Pizarchik said his office received over 150,000 public comments on the proposal.

The Stream Protection rule requires companies to avoid mining practices that could pollute streams and drinking water sources, restore streams, and promise to return mined areas to their original form.

It also requires mining companies to replant these areas with native trees and vegetation in certain cases.

The rule also requires testing and monitoring of streams near coal mines before, during and after drilling to ensure that miners can detect increased levels of pollution.

Industry groups like the National Mining Association have been vocal opponents of the proposal, saying it places too much of a burden on mining companies.

The rule is likely to be reversed by President-elect Donald Trump, who said that in his early days in office he would reverse a number of regulations targeting the coal industry, which he has promised to revive.

The Republican-majority Congress could use the Congressional Review Act to block the rule with a simple majority vote.
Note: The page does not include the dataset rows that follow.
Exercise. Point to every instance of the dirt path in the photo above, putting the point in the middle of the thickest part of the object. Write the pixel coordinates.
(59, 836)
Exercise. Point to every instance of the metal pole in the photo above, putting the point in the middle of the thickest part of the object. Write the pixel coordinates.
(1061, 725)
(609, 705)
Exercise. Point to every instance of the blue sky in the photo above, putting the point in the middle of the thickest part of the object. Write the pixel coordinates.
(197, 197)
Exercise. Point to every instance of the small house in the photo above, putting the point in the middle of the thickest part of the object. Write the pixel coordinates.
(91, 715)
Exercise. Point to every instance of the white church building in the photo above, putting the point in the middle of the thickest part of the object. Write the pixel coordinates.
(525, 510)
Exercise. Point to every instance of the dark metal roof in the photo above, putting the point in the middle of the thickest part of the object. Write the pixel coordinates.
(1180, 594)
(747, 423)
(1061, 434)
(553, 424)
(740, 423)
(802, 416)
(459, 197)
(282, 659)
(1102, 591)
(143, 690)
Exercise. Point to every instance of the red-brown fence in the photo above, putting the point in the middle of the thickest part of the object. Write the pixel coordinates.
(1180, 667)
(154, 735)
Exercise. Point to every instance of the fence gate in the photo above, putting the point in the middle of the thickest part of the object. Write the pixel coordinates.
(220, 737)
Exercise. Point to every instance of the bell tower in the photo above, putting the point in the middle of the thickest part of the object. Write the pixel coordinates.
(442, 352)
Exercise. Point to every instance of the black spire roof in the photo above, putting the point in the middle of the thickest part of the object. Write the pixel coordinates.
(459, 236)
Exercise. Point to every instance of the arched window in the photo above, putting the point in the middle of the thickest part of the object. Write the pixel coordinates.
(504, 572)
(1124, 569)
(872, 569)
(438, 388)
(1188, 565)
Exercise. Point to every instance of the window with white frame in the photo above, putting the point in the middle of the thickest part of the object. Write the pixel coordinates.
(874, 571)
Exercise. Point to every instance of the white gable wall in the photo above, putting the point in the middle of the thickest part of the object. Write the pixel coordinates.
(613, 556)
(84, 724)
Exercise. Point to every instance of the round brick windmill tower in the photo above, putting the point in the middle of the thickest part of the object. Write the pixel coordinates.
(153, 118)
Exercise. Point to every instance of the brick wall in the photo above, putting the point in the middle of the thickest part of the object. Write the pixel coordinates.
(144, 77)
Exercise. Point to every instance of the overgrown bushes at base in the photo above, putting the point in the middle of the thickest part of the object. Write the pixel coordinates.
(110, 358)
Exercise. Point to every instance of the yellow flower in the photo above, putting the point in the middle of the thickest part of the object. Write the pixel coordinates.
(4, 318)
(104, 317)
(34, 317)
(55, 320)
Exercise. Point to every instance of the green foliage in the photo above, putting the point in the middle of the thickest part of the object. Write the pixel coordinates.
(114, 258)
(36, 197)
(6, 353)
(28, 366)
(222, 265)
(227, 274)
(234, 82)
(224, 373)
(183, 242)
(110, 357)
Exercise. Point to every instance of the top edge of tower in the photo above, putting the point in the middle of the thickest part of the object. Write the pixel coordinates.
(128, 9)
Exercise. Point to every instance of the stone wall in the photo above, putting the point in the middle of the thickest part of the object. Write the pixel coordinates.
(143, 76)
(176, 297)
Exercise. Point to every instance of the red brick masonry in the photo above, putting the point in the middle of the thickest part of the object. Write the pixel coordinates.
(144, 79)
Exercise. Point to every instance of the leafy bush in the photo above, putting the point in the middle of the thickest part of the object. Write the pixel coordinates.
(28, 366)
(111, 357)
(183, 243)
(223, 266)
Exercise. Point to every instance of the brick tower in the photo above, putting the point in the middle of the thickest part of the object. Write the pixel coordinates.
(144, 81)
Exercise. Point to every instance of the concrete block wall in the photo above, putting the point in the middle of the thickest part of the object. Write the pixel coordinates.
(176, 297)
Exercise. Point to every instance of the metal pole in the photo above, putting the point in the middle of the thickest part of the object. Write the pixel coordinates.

Trump would likely not veto it.

Republican Senator Shelley Moore Capito, who represents coal-mining state West Virginia, called the Stream Protection Rule a "last-ditch effort" by the Obama administration to burden her state's struggling coal industry.

"The decision by voters last month makes today's announcement by the Office of Surface Mining an exercise in futility," Capito said in a statement. "Working with President-elect Trump and our Republican congressional majority, I am confident that we will be able to use the Congressional Review Act to stop this rule from taking effect."